Die Allianz Versicherungsgruppe, Stuttgart/München, hat im 3.Quartal 2005 einen Gewinn von 794 Millionen Euro erwirtschaftet. In den ersten neun Monaten des laufenden Jahres stieg der Gesamtumsatz um 5,2 Prozent auf 75,7 Milliarden Euro. Das operative Ergebnis wuchs im gleichen Zeitraum um 16,2 Prozent auf 5,9 Milliarden und der Gewinn nach auf 3,5 Milliarden Euro. Ein Plus von 25,4 Prozent gegenüber dem Vorjahr.
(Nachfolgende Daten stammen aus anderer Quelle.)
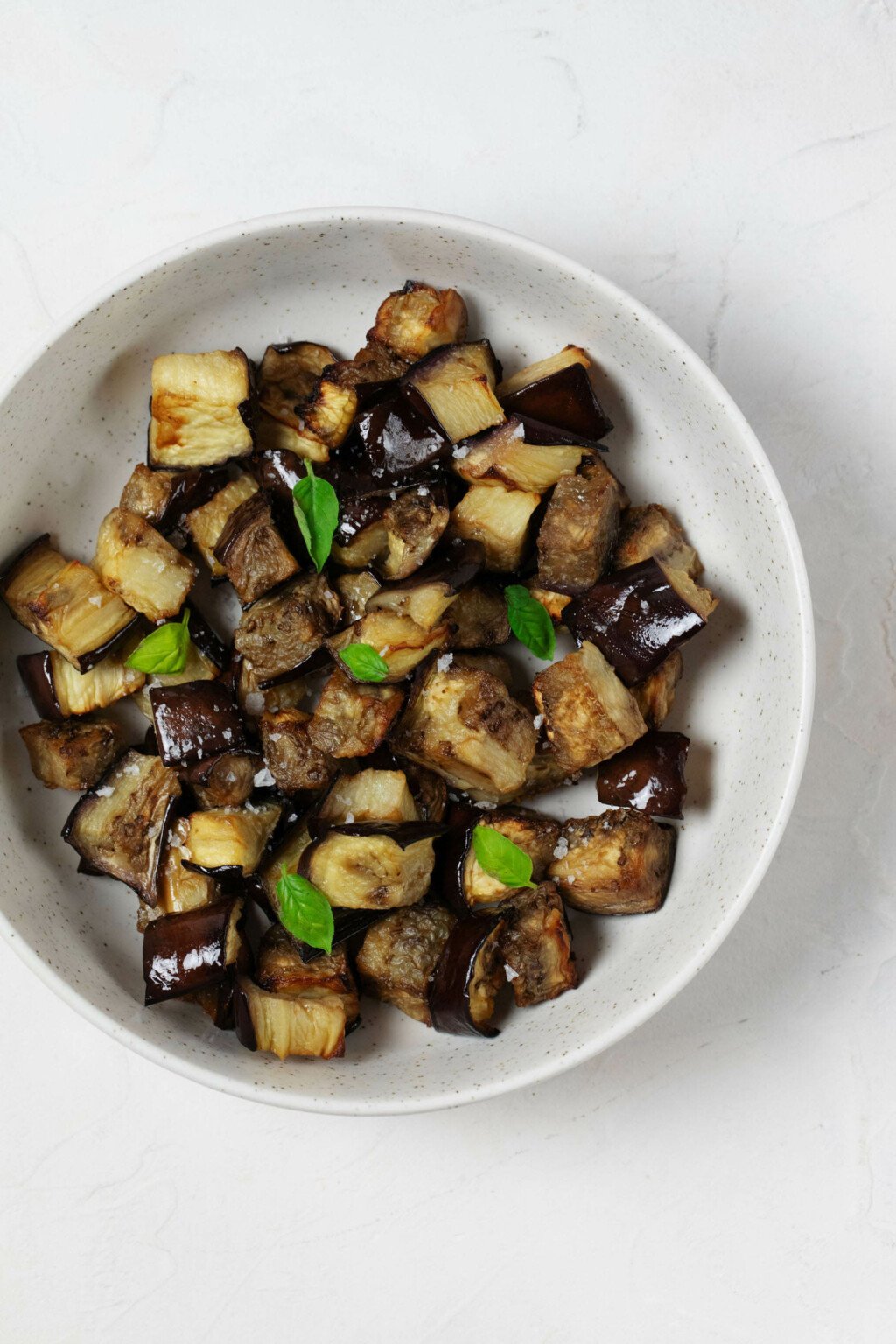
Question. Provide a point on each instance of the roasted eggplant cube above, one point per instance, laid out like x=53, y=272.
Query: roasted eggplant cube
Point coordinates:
x=579, y=529
x=206, y=524
x=649, y=529
x=65, y=604
x=418, y=318
x=352, y=719
x=231, y=837
x=501, y=519
x=589, y=712
x=655, y=694
x=195, y=721
x=58, y=690
x=468, y=977
x=457, y=385
x=253, y=551
x=120, y=827
x=537, y=947
x=291, y=757
x=280, y=970
x=281, y=631
x=615, y=864
x=502, y=458
x=637, y=617
x=399, y=955
x=190, y=952
x=198, y=409
x=465, y=724
x=74, y=754
x=306, y=1027
x=137, y=564
x=649, y=776
x=557, y=391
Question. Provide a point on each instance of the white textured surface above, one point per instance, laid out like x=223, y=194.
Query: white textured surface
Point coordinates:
x=728, y=1172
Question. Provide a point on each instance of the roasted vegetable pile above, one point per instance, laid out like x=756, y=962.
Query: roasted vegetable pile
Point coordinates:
x=331, y=802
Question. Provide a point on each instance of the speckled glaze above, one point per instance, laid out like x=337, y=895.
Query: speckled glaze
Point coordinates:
x=73, y=424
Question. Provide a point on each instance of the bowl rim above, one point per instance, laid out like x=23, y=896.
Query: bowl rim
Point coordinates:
x=551, y=1066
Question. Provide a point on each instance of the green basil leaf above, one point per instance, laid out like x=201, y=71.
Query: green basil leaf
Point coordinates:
x=501, y=859
x=164, y=649
x=316, y=509
x=529, y=621
x=364, y=663
x=304, y=910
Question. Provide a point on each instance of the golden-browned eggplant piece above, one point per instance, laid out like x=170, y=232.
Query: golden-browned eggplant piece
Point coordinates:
x=418, y=318
x=500, y=519
x=165, y=498
x=457, y=385
x=465, y=883
x=537, y=947
x=280, y=632
x=136, y=562
x=579, y=529
x=649, y=529
x=58, y=690
x=504, y=458
x=231, y=837
x=399, y=955
x=120, y=827
x=253, y=553
x=468, y=977
x=354, y=718
x=65, y=604
x=657, y=692
x=207, y=523
x=615, y=864
x=200, y=406
x=557, y=391
x=465, y=724
x=308, y=1027
x=291, y=757
x=399, y=641
x=637, y=617
x=74, y=754
x=369, y=796
x=480, y=617
x=192, y=950
x=589, y=712
x=281, y=970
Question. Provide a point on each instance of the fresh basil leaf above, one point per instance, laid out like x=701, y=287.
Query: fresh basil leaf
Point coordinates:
x=304, y=910
x=164, y=649
x=316, y=509
x=529, y=621
x=364, y=663
x=501, y=859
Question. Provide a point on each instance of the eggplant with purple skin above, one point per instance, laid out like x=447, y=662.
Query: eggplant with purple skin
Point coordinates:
x=65, y=604
x=637, y=617
x=192, y=950
x=120, y=827
x=195, y=721
x=648, y=776
x=465, y=984
x=557, y=391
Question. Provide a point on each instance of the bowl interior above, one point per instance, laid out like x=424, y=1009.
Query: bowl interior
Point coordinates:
x=73, y=428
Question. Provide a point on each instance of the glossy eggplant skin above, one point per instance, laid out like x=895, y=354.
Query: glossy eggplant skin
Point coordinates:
x=649, y=776
x=634, y=617
x=449, y=990
x=190, y=952
x=566, y=399
x=195, y=721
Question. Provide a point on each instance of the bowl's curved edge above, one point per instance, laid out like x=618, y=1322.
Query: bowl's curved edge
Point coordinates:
x=551, y=1068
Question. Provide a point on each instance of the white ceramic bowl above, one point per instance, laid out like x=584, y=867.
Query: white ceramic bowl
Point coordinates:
x=73, y=424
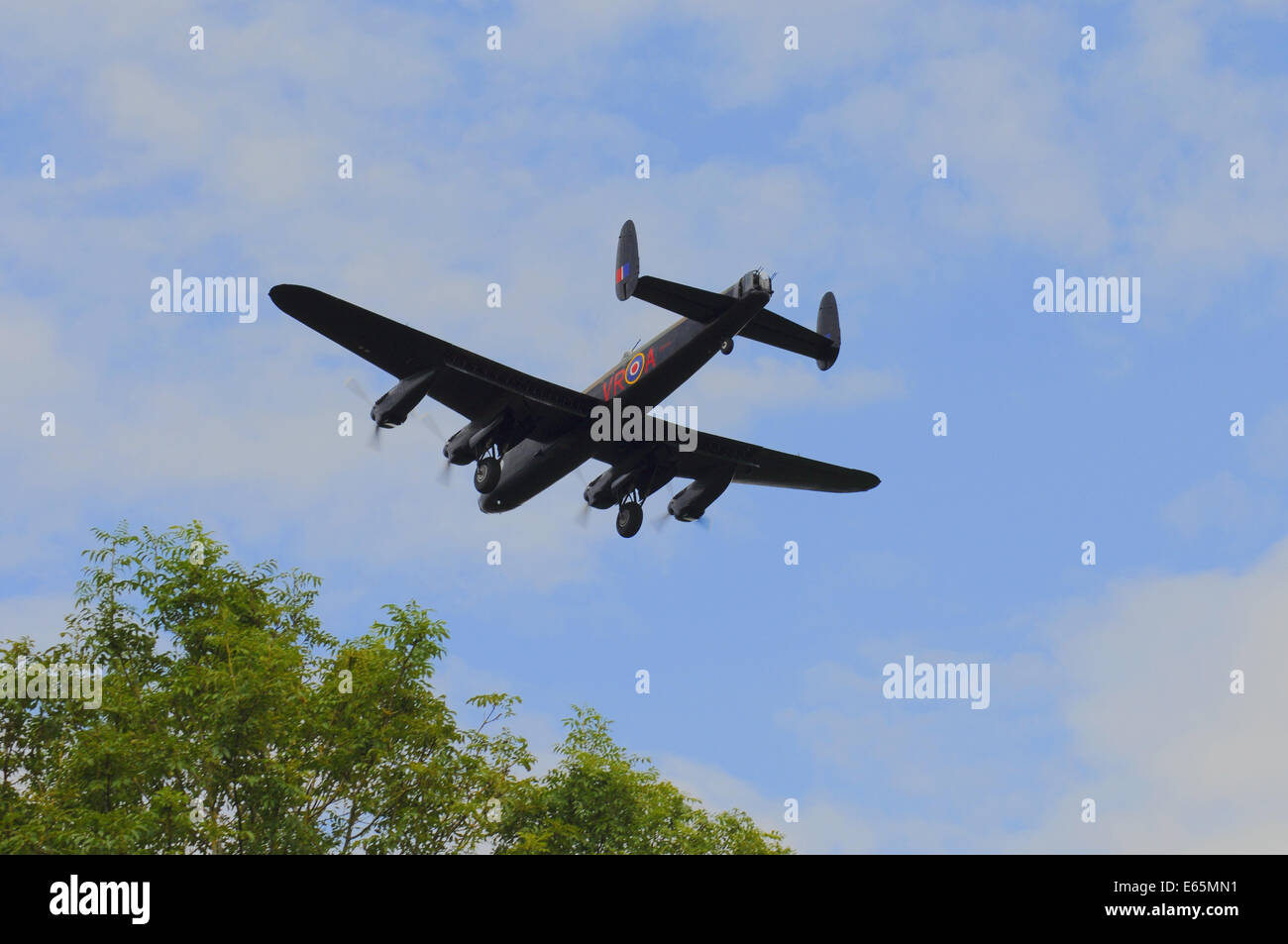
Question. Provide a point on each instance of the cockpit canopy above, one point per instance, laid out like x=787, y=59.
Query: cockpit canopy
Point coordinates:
x=755, y=281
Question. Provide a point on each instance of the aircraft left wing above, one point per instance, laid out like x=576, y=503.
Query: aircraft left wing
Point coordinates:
x=473, y=385
x=719, y=458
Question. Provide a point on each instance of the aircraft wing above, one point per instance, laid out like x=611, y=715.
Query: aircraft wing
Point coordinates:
x=475, y=386
x=717, y=456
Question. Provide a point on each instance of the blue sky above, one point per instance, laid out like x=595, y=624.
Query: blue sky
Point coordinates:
x=518, y=167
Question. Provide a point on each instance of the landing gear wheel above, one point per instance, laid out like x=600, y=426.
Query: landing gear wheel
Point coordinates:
x=487, y=474
x=630, y=517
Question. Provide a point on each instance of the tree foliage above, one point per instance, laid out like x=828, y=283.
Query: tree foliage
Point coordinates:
x=232, y=723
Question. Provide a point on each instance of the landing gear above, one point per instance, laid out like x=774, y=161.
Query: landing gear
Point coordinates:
x=630, y=517
x=487, y=474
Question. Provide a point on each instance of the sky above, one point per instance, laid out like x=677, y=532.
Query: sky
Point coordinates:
x=516, y=166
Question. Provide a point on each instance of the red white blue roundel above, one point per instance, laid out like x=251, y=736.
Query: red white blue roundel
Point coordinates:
x=635, y=368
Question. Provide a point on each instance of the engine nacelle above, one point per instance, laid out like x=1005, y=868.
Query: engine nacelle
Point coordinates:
x=458, y=450
x=600, y=493
x=694, y=500
x=394, y=406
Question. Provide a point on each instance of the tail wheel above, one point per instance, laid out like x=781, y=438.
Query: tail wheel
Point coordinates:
x=630, y=517
x=487, y=474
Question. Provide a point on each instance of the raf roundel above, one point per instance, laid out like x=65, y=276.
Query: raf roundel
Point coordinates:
x=634, y=368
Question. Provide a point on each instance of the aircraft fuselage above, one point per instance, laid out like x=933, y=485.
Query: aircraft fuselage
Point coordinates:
x=644, y=378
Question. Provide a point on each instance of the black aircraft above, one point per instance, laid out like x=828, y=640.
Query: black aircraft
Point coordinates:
x=524, y=433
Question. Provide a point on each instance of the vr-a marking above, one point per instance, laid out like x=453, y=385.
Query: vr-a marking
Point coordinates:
x=526, y=433
x=635, y=368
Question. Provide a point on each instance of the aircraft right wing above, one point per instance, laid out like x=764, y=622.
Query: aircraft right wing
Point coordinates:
x=473, y=385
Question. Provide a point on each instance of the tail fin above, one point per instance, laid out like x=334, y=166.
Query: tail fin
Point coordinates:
x=627, y=262
x=828, y=326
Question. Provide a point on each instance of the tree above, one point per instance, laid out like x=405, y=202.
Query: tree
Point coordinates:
x=601, y=800
x=230, y=721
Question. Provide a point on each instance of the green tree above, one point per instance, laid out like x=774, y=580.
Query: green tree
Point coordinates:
x=601, y=800
x=232, y=723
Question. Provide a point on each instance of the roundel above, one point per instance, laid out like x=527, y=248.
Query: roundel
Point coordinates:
x=635, y=368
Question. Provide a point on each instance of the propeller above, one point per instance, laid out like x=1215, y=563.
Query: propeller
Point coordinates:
x=583, y=517
x=374, y=442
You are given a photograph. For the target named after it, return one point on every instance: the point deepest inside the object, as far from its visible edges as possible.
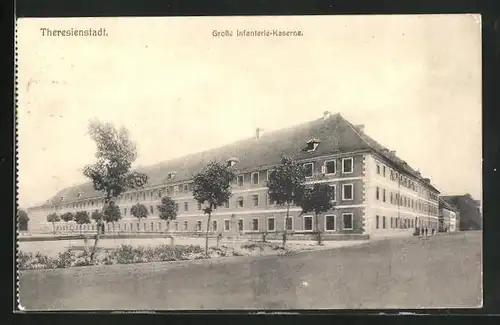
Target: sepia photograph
(249, 163)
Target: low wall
(255, 236)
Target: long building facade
(375, 192)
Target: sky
(413, 81)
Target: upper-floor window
(347, 191)
(308, 169)
(269, 172)
(255, 178)
(239, 202)
(255, 200)
(347, 165)
(334, 192)
(330, 167)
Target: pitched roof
(335, 134)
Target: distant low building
(469, 213)
(448, 217)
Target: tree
(23, 219)
(53, 218)
(139, 211)
(97, 215)
(317, 199)
(286, 185)
(167, 210)
(212, 187)
(111, 174)
(81, 218)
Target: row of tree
(112, 213)
(111, 175)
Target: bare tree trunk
(318, 232)
(286, 221)
(206, 235)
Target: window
(239, 202)
(347, 165)
(330, 223)
(330, 167)
(269, 172)
(334, 192)
(288, 223)
(255, 224)
(271, 224)
(347, 221)
(347, 192)
(308, 169)
(255, 178)
(308, 223)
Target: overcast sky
(414, 81)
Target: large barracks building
(375, 192)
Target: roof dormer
(312, 144)
(232, 161)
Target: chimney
(360, 127)
(258, 133)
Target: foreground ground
(442, 271)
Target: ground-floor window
(347, 221)
(308, 223)
(271, 224)
(255, 224)
(330, 223)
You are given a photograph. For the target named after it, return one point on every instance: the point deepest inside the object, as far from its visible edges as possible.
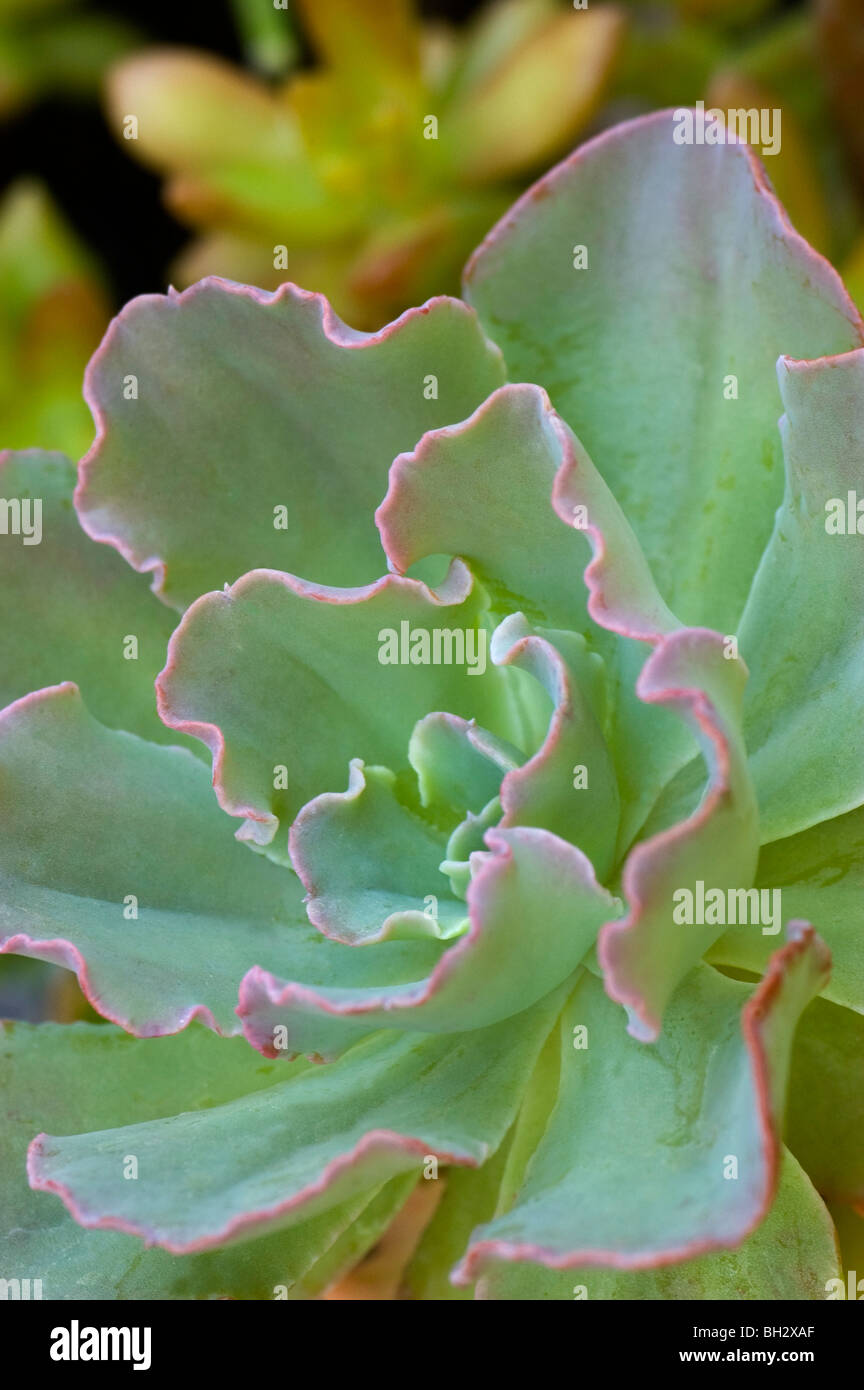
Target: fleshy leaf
(798, 1223)
(241, 430)
(81, 1073)
(543, 791)
(534, 906)
(803, 627)
(635, 1168)
(368, 865)
(681, 426)
(514, 464)
(649, 951)
(74, 608)
(275, 673)
(459, 765)
(825, 1118)
(164, 920)
(320, 1139)
(817, 873)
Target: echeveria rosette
(424, 891)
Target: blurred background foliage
(360, 148)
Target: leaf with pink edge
(820, 872)
(803, 626)
(679, 419)
(798, 1225)
(534, 909)
(675, 1151)
(74, 610)
(163, 923)
(64, 1076)
(286, 681)
(713, 852)
(239, 430)
(320, 1139)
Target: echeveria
(336, 174)
(536, 804)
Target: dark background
(110, 199)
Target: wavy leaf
(625, 355)
(660, 1154)
(239, 430)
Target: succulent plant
(371, 174)
(543, 783)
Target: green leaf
(368, 865)
(259, 428)
(791, 1257)
(286, 681)
(72, 608)
(661, 1153)
(713, 851)
(820, 876)
(625, 355)
(803, 626)
(303, 1147)
(535, 909)
(520, 473)
(88, 1075)
(825, 1118)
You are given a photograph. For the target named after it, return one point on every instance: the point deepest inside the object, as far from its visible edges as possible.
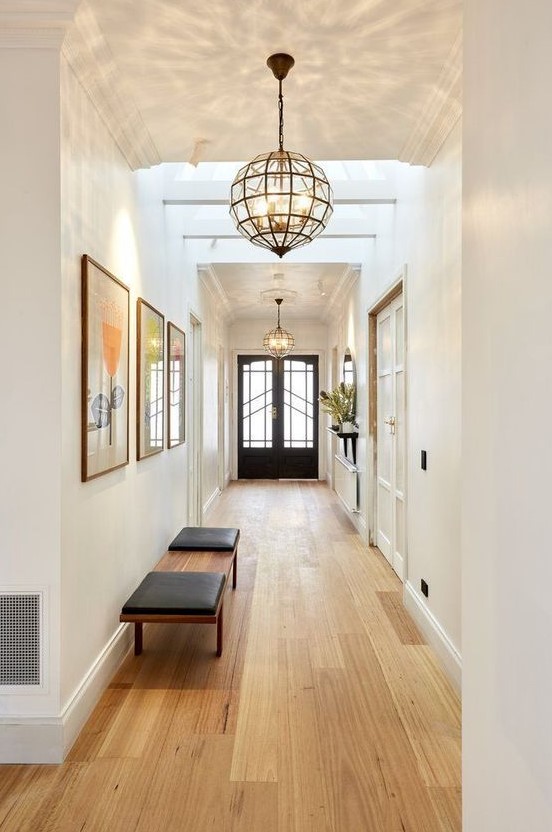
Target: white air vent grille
(20, 635)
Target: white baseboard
(446, 651)
(360, 523)
(211, 500)
(85, 698)
(48, 739)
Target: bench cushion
(177, 593)
(205, 539)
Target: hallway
(326, 711)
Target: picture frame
(150, 380)
(176, 385)
(105, 312)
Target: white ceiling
(193, 84)
(197, 72)
(251, 290)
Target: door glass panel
(399, 432)
(399, 335)
(298, 404)
(385, 353)
(385, 411)
(257, 404)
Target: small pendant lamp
(278, 342)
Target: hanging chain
(281, 114)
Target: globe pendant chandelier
(280, 200)
(278, 342)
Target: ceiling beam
(218, 193)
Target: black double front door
(277, 417)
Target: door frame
(195, 421)
(397, 287)
(234, 408)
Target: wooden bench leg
(219, 631)
(138, 637)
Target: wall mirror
(349, 369)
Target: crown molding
(92, 61)
(349, 277)
(27, 37)
(209, 279)
(442, 111)
(35, 24)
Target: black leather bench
(181, 597)
(209, 539)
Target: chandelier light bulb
(280, 200)
(278, 342)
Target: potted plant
(340, 404)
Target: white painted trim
(43, 37)
(86, 696)
(211, 500)
(92, 61)
(448, 654)
(441, 112)
(344, 285)
(25, 740)
(47, 739)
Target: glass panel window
(257, 405)
(298, 404)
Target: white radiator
(346, 484)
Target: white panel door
(390, 466)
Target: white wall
(507, 404)
(86, 544)
(114, 528)
(30, 335)
(423, 233)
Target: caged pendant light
(278, 342)
(280, 200)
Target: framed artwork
(176, 399)
(104, 400)
(150, 380)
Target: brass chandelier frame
(280, 200)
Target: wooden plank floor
(326, 713)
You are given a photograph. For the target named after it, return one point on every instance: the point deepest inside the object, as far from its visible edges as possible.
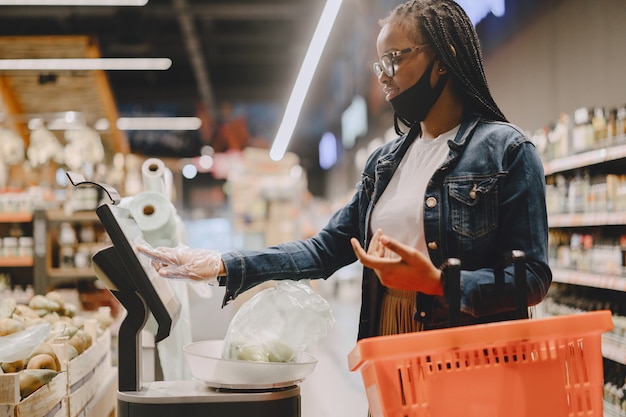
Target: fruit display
(67, 337)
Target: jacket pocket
(473, 205)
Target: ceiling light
(159, 123)
(69, 64)
(301, 87)
(73, 2)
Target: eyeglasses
(388, 61)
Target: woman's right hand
(183, 262)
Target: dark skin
(398, 265)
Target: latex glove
(183, 262)
(398, 265)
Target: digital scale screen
(154, 289)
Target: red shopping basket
(548, 367)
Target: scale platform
(150, 302)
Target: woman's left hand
(409, 270)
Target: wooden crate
(48, 401)
(71, 391)
(86, 374)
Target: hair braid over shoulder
(446, 27)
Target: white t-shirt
(399, 212)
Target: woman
(462, 183)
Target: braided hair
(446, 26)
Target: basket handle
(452, 272)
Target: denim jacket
(485, 200)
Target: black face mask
(414, 103)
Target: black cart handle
(452, 282)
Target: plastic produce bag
(21, 345)
(277, 324)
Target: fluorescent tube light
(159, 123)
(303, 82)
(68, 64)
(73, 2)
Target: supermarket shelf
(581, 160)
(70, 273)
(588, 279)
(586, 219)
(611, 410)
(22, 261)
(77, 216)
(23, 217)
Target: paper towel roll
(156, 218)
(153, 171)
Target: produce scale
(220, 387)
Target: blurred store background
(556, 68)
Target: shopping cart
(547, 367)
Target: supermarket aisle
(332, 390)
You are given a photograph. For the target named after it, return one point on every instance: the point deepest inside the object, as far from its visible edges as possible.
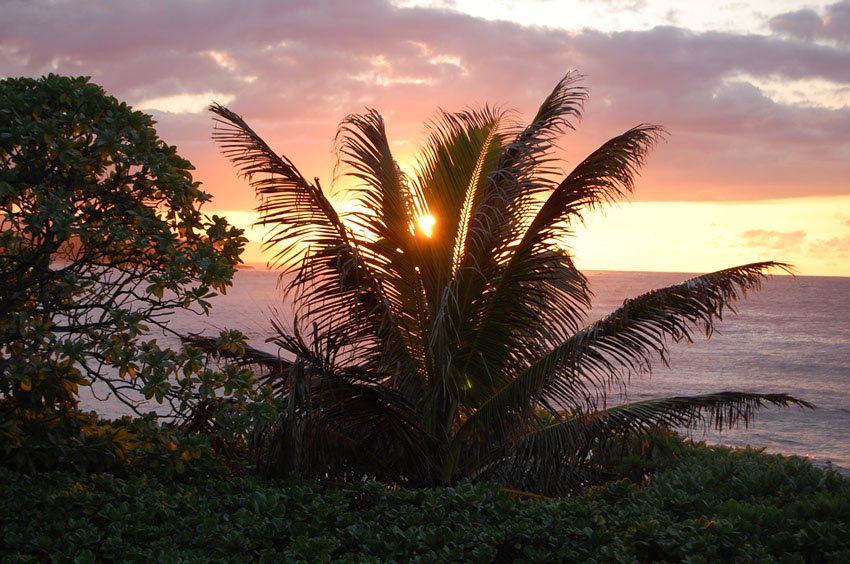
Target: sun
(426, 225)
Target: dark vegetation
(430, 392)
(703, 505)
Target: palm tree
(439, 328)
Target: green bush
(715, 504)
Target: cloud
(773, 240)
(295, 69)
(808, 25)
(832, 248)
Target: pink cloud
(808, 25)
(296, 69)
(774, 240)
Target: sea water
(792, 336)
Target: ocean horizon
(792, 336)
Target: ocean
(792, 336)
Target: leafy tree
(422, 356)
(101, 240)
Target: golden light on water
(426, 225)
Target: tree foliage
(101, 240)
(424, 358)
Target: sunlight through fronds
(426, 225)
(441, 329)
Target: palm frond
(550, 456)
(577, 372)
(333, 285)
(387, 244)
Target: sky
(755, 96)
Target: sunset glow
(426, 225)
(755, 96)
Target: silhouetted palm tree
(422, 354)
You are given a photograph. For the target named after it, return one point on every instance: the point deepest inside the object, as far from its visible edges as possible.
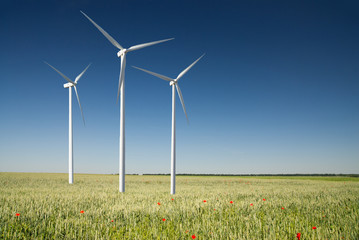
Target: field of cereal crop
(44, 206)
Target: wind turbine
(174, 83)
(69, 85)
(121, 87)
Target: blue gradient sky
(277, 91)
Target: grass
(50, 208)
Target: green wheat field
(45, 206)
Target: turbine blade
(80, 75)
(188, 68)
(78, 100)
(122, 75)
(182, 102)
(155, 74)
(63, 75)
(113, 41)
(139, 46)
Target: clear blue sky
(277, 91)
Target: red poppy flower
(298, 236)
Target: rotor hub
(121, 52)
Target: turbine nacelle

Im Bereich der Schaden- und Unfallversicherung kletterten die Beitragseinnahmen im 3. Quartal um 2,6 Prozent auf 10,6 Milliarden Euro. Im Segment Lebens- und Krankenversicherung stiegen die gesamten Beitragseinnahmen geringfügig um 1,5 Prozent auf 11,1 Milliarden Euro. Besonders wachstumsstark waren die Märkte Italien (plus 13,4 Prozent), Deutschland (puls 12,9 Prozent) und Frankreich (plus 10,3 Prozent). Das operative Quartalsergebnis wurde gegenüber den Vorjahresquartalen um rund 27 Prozent gesteigert. Der Quartalsüberschuss hat sich mehr als verdoppelt, von 164 auf 376 Millionen Euro.

Trotz guter Ergebnisse plant der Allianz-Konzern nach Informationen der Financial Times Deutschland, die Zahl seiner Geschäftsstellen in Deutschland von 120 auf deutlich unter 100 zu reduzieren. Die Reduzierung ist Teil der umfassenden Umstrukturierung der deutschen Allianz-Gruppe. Infolge des Umbaus denkt der Konzern offenbar auch über eine Kostenreduzierung durch Stellenabbau nach. Über genaue Zahlen schweigt sich der Konzern aus. Sollten die Brancheninformationen zutreffen, stünden bis zu 8.000 Stellen zur Disposition.